W tej sytuacji jednoznaczna w swej wymowie jest odpowiedź ministra przemysłu na związkowy postulat strajkowy, dotyczący m.in. cofnięcia decyzji o terminie likwidacji kopalń węgla kamiennego do czasu pełnego wyczerpania złóż bilansowych. Jest to odpowiedź sprowadzająca się do zadeklarowania przedstawienia związkom zawodowym do zaopiniowania zarządzenia w sprawie zasad i trybu udzielania oraz sposobu wykorzystania dotacji przeznaczonych dla górnictwa w 1994 r.
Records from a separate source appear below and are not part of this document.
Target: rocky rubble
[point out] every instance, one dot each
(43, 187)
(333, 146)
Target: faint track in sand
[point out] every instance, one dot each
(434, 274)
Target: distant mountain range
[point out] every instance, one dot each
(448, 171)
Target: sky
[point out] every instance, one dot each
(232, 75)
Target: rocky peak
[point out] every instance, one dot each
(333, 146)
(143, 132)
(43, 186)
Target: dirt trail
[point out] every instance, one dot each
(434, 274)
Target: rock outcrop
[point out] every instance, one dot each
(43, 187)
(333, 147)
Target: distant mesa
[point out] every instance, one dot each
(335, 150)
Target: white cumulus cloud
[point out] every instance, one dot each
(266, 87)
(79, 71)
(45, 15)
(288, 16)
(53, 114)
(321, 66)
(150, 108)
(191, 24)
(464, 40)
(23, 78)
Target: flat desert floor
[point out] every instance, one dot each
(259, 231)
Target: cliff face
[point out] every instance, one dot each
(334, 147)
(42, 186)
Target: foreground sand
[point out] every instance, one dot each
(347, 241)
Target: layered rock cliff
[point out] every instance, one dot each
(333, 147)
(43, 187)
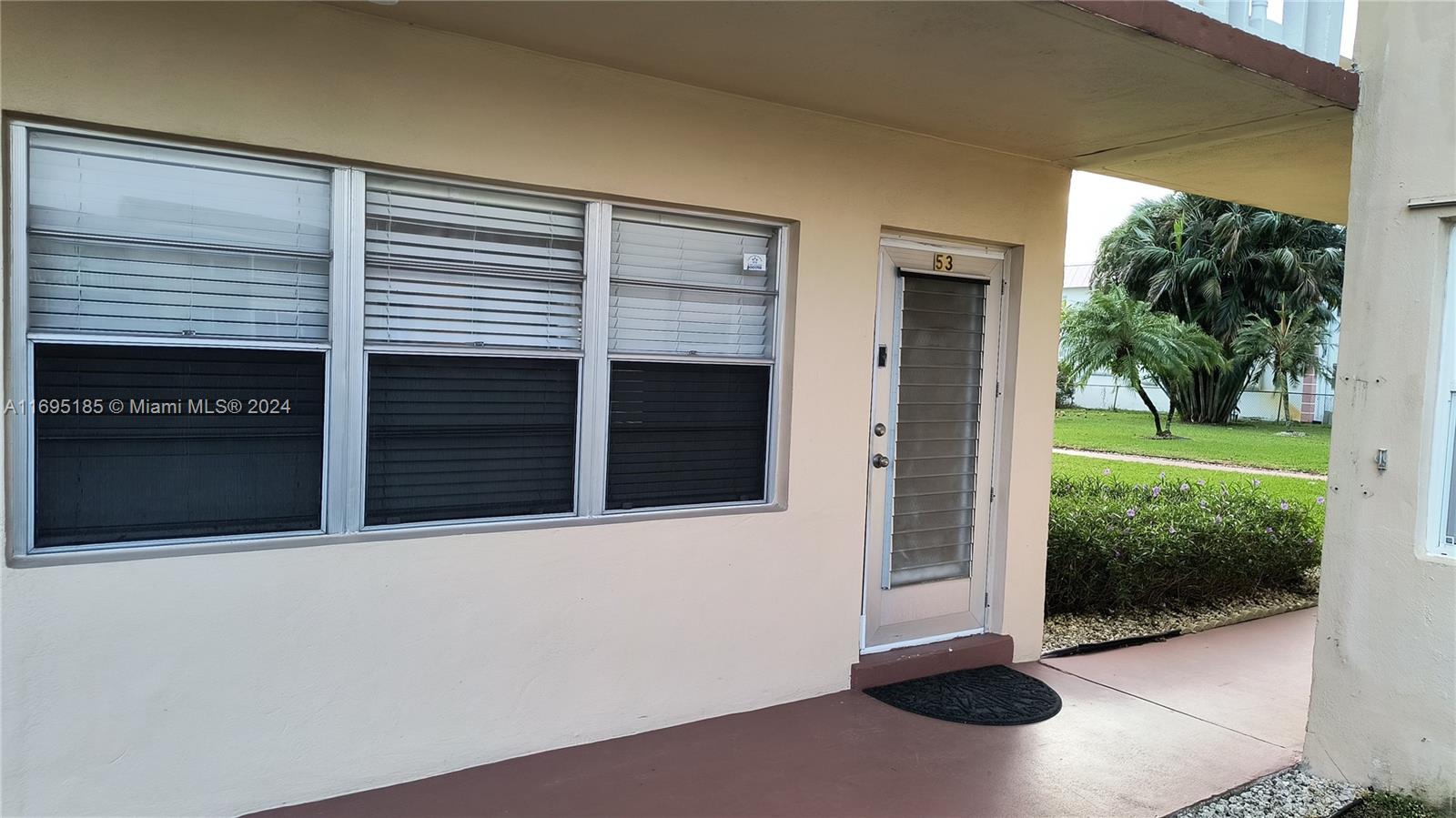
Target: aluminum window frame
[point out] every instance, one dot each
(346, 414)
(779, 294)
(1443, 427)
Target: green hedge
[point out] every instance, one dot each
(1117, 545)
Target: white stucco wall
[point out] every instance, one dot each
(225, 683)
(1383, 706)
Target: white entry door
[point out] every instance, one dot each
(931, 441)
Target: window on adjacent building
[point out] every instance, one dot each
(217, 347)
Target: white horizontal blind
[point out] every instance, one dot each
(686, 286)
(455, 265)
(1449, 536)
(157, 240)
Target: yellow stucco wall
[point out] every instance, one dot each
(237, 682)
(1383, 706)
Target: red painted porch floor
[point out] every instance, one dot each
(1142, 731)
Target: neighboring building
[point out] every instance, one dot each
(495, 378)
(1312, 400)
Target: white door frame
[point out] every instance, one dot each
(905, 254)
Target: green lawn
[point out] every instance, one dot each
(1244, 443)
(1283, 488)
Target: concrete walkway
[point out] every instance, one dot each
(1143, 731)
(1186, 463)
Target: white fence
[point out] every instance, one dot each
(1309, 26)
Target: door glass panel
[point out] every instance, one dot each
(938, 400)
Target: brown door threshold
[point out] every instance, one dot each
(921, 661)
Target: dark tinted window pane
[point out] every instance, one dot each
(465, 439)
(175, 460)
(686, 434)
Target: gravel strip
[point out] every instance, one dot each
(1290, 793)
(1069, 631)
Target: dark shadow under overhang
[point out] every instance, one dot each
(1143, 90)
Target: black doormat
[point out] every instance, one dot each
(994, 694)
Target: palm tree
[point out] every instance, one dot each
(1116, 332)
(1216, 264)
(1288, 348)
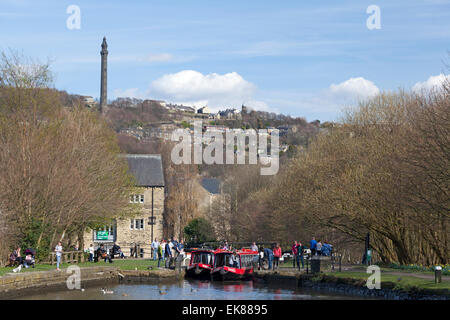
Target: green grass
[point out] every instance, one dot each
(401, 282)
(123, 264)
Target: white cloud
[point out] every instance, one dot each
(158, 57)
(195, 88)
(433, 83)
(354, 88)
(130, 93)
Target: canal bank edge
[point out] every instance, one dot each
(29, 283)
(16, 285)
(350, 286)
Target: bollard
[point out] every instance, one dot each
(438, 274)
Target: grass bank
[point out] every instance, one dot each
(396, 282)
(123, 264)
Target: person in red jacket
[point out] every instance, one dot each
(276, 255)
(294, 253)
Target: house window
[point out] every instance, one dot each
(137, 224)
(137, 198)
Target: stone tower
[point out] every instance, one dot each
(104, 76)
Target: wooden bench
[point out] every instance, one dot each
(68, 257)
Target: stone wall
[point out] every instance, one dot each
(17, 284)
(127, 237)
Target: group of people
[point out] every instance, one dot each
(27, 261)
(167, 251)
(320, 249)
(274, 254)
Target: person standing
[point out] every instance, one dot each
(269, 254)
(276, 255)
(155, 245)
(163, 249)
(58, 251)
(91, 253)
(300, 255)
(294, 253)
(168, 253)
(319, 248)
(312, 246)
(180, 247)
(160, 253)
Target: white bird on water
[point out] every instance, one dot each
(106, 291)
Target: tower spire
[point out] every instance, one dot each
(104, 75)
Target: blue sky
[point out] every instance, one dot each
(303, 58)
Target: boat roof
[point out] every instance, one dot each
(241, 251)
(201, 251)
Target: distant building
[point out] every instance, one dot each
(204, 110)
(89, 101)
(230, 114)
(138, 231)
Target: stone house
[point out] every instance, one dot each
(137, 232)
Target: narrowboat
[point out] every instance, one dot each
(200, 264)
(238, 265)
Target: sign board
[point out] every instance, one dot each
(102, 235)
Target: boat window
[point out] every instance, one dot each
(204, 258)
(222, 260)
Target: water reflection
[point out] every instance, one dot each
(191, 290)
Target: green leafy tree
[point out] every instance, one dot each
(199, 230)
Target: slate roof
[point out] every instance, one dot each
(211, 185)
(147, 168)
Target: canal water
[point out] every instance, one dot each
(191, 290)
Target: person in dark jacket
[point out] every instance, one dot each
(269, 254)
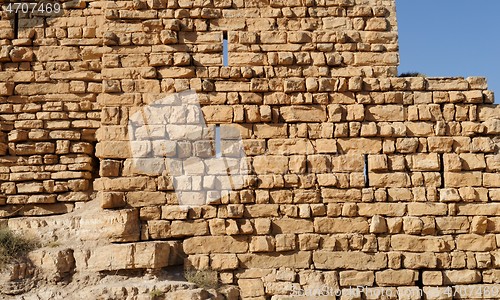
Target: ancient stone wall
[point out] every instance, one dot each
(50, 78)
(355, 176)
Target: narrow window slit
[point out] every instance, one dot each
(225, 50)
(441, 169)
(218, 152)
(365, 171)
(16, 26)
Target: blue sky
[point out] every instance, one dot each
(451, 38)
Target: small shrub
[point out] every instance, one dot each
(206, 279)
(14, 246)
(412, 74)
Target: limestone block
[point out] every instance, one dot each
(474, 242)
(215, 244)
(386, 113)
(384, 209)
(251, 288)
(146, 255)
(270, 164)
(349, 260)
(357, 278)
(396, 277)
(411, 243)
(57, 53)
(289, 225)
(222, 262)
(469, 179)
(461, 277)
(189, 228)
(218, 113)
(301, 259)
(262, 244)
(302, 113)
(115, 226)
(55, 264)
(419, 260)
(427, 209)
(341, 225)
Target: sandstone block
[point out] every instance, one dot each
(461, 277)
(474, 242)
(349, 260)
(215, 244)
(301, 259)
(303, 113)
(396, 277)
(223, 262)
(341, 225)
(290, 225)
(412, 243)
(357, 278)
(385, 113)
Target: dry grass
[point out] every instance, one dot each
(206, 279)
(14, 246)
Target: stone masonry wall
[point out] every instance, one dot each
(357, 177)
(50, 79)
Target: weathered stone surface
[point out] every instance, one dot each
(150, 255)
(215, 244)
(412, 243)
(300, 259)
(349, 260)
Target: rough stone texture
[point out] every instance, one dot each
(357, 177)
Panie ministrze, treść tej deklaracji to dokładne brzmienie art. 29 ustawy budżetowej. Chcę w związku z tym zapytać, czy naprawdę trzeba było strajku, żeby minister przemysłu zrealizował to, do czego zobowiązywała go ustawa budżetowa?
Uwaga druga dotyczy przyczyn nadal pogarszającej się sytuacji ekonomicznej kopalń mimo poprawy efektywności ich bieżącej działalności. Występuje tu cała grupa przyczyn, na które, z jednej strony, składają się skutki wcześniejszej restrykcyjnej polityki rządu, m.in. gigantyczne zadłużenie, odsetki od długów nie zawinionych, a z drugiej strony - kontynuowanie tych negatywnych elementów polityki, których Konfederacji i związkom zawodowym nie udało się dotąd zwalczyć. Chodzi m.in. o negatywne skutki przeforsowanej przez rząd, wbrew naszym protestom, ustawy o przekształceniach własnościowych niektórych przedsiębiorstw państwowych o szczególnym znaczeniu dla gospodarki czy też o uzależnienie wysokości płac nie od wzrostu efektywności ekonomicznej kopalń, ale od wydajności pracy, co w konsekwencji uzależnia wzrost płac od redukcji stanu zatrudnienia. Przy takim ustawieniu mechanizmu kształtowania płac wszystkie gwarancje zatrudnienia zawarte w programie restrukturyzacji górnictwa na lata 1994-1995, na który to program powołuje się w ustaleniach ze związkami zawodowymi rząd, stają się po prostu iluzoryczne.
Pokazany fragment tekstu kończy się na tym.